Prospection de jeunes talents

l Du lycée et du CEM de la localité, les responsables de la section athlétisme ont pu lors de séances de prospection, découvrir non sans difficulté, quelques noms que normalement le destin a doté de qualités pour en faire de grands champions.

Détrompez-vous, ce ne sont pas tous des garçons ; au contraire, sur les quatre athlètes concernés, le sexe féminin domine.

Quatre jeunots, montagnards, issus de familles modestes, que seule la nature a forgé, en les y obligeant à beaucoup marcher, depuis le lieu d’habitation jusqu’à l’école.

« Un bon coureur doit d’abord être un bon marcheur, et cela, ils l’avaient tous dès le début », m’enseigna un des encadreurs.

Les encadreurs de la discipline athlétisme de la Maison de jeunes d’Aomar ont décelé dès le début chez les trois sœurs Meftah et Djioua, cette inégalable constitution morphologique, d’endurance dans les parcours de fond et la noblesse dans l’allure.

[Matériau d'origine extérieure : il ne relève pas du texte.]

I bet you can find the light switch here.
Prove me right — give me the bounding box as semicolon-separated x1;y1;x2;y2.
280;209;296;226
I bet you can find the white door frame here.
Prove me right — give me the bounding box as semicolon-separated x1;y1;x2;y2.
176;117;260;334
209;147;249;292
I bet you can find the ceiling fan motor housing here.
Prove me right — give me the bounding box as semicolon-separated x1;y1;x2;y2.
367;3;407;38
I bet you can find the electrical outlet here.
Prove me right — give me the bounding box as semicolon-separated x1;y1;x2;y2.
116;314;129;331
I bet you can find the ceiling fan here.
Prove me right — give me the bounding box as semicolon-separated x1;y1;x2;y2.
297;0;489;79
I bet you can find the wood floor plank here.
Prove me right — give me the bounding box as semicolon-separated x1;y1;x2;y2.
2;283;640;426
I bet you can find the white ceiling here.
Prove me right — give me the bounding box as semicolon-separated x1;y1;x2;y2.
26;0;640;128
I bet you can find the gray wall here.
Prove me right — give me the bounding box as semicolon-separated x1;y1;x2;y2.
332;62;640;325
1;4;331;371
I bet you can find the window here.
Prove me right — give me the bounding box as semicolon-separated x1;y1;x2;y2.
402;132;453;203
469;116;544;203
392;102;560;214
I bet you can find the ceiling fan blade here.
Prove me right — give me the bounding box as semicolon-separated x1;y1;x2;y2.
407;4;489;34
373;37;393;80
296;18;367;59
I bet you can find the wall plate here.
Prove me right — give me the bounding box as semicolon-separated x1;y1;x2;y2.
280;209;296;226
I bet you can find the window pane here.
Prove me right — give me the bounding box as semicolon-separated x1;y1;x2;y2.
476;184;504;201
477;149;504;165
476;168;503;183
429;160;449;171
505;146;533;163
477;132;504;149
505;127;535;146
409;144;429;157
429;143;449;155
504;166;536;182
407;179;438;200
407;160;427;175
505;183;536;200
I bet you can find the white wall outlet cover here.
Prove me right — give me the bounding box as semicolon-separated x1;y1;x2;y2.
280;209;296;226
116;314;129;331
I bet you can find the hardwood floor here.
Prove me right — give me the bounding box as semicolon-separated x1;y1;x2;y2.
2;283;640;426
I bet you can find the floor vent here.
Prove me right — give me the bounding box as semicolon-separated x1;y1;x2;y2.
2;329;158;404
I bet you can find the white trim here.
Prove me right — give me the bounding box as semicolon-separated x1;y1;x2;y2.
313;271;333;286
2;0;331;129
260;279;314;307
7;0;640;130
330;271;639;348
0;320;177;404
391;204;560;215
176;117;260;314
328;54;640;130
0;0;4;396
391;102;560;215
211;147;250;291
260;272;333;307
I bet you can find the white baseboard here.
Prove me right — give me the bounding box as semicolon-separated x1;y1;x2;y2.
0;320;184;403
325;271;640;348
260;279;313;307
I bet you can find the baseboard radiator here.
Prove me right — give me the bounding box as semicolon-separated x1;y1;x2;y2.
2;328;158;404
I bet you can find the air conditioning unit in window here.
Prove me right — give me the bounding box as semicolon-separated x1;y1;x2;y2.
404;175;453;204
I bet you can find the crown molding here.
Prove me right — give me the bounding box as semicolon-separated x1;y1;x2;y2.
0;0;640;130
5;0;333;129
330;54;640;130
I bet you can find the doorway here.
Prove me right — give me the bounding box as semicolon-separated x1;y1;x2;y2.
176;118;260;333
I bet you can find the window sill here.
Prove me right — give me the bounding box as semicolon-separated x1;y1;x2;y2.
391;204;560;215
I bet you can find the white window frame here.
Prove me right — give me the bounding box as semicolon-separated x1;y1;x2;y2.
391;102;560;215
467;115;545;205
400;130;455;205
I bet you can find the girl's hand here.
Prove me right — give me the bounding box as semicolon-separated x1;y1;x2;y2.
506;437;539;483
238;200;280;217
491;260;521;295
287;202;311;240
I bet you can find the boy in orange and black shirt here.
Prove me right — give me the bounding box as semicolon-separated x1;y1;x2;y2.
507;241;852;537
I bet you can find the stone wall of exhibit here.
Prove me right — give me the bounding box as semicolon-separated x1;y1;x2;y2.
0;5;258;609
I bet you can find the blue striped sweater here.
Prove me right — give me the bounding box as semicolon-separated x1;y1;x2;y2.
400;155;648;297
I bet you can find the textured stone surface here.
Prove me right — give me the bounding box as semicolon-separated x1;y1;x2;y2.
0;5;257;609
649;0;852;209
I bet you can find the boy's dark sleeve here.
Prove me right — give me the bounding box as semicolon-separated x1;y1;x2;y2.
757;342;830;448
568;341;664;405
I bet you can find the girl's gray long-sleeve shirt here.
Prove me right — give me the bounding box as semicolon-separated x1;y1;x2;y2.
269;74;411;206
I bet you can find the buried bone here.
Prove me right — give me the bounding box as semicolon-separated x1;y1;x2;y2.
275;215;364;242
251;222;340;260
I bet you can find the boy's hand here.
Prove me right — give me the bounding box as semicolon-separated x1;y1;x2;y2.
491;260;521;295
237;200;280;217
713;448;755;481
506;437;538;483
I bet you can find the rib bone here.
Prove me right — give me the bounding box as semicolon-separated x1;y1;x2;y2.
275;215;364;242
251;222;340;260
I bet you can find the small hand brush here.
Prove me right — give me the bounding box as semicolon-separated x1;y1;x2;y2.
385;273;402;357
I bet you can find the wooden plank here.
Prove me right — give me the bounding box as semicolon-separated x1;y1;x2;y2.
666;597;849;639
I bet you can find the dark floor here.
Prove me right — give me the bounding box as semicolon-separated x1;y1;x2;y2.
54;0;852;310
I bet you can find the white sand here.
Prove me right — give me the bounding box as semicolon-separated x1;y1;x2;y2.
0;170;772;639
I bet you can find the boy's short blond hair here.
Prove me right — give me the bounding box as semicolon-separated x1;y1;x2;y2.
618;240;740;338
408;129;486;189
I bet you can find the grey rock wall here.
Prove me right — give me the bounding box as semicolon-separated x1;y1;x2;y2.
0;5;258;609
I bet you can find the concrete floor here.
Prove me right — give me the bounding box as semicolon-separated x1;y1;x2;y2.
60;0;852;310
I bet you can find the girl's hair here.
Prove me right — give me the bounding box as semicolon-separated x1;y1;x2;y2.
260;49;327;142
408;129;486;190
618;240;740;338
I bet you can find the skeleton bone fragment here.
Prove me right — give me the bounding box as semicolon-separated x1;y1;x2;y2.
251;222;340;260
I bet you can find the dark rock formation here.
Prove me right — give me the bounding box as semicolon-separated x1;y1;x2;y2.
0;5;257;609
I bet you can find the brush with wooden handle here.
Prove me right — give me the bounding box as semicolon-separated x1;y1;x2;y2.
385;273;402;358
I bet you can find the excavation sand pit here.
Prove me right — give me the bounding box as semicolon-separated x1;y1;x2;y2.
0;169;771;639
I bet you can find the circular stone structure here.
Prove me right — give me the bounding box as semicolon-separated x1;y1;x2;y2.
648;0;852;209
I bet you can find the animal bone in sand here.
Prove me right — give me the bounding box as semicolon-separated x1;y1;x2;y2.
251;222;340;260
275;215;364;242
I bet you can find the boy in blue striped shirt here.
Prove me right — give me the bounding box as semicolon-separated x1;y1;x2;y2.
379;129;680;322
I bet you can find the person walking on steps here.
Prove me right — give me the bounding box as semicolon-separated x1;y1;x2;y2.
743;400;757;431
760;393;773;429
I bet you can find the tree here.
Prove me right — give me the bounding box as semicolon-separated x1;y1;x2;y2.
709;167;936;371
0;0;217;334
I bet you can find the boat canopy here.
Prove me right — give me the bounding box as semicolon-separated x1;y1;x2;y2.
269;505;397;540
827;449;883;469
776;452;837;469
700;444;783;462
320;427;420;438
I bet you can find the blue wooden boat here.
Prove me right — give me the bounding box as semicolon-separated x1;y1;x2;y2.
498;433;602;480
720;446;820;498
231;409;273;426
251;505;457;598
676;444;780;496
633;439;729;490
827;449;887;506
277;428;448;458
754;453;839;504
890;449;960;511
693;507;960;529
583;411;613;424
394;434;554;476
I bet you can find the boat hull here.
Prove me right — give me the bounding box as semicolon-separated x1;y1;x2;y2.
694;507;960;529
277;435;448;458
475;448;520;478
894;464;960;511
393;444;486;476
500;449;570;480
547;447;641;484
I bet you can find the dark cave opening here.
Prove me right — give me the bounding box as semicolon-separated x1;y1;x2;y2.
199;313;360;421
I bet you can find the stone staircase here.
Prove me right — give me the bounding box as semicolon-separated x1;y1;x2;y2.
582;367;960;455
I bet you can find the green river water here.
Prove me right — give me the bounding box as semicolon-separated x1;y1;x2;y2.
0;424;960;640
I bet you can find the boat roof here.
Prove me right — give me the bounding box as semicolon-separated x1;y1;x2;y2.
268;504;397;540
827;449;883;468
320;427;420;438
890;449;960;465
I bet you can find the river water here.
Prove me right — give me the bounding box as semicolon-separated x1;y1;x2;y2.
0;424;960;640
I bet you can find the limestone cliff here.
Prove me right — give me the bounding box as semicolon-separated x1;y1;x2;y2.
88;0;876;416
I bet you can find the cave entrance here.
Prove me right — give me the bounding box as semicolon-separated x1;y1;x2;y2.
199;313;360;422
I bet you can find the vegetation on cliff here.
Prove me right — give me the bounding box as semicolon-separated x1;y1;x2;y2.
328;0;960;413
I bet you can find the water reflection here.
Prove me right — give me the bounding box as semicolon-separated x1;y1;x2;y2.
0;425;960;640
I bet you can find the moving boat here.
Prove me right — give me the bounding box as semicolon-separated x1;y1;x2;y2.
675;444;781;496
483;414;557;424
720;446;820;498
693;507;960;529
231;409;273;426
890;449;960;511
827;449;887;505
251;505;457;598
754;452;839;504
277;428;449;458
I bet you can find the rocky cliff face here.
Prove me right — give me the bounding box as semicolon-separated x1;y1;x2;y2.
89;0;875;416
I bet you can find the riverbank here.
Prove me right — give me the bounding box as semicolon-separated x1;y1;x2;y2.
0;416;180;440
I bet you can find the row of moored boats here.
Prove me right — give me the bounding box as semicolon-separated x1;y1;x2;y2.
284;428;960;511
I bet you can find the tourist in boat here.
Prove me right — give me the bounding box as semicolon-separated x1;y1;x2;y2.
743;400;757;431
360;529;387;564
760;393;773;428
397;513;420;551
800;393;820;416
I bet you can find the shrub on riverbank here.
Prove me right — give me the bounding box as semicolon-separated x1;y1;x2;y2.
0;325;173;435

Pour l’exemple de Djioua, les entraîneurs ne s’étaient pas trompés, car quelques meetings locaux l’ont propulsé à décrocher le championnat de Bouira, mais par la suite — et il faut convenir que c’est fabuleux — il a réussi à se classer 3e au championnat national militaire organisé à Oran.

Pour les sœurs Meftah, et dont les résultats sont toujours cités en exemples, le semi-marathon organisé chaque année à Bouira, constituait l’occasion idéale pour se distinguer, tantôt améliorant leurs chronos, tantôt se classant parmi les meilleurs de leurs catégories. Mais une pépinière de jeunes talents ne dure pas assez dans le temps si on n’y prend pas soin.

En l’absence de moyens matériels et financiers, et d’un traitement jugé peu motivant, les athlètes se sont séparés pour vaquer chacun de son côté à ses affaires.

On aurait vite oublié pareille erreur si au moins des leçons avaient été tirées de cette expérience.

Mais hélas ! Jusqu’à maintenant, les athlètes livrés à eux-mêmes, payent de leur poche les frais de transport, de restauration nécessaires aux participations organisées à l’extérieur.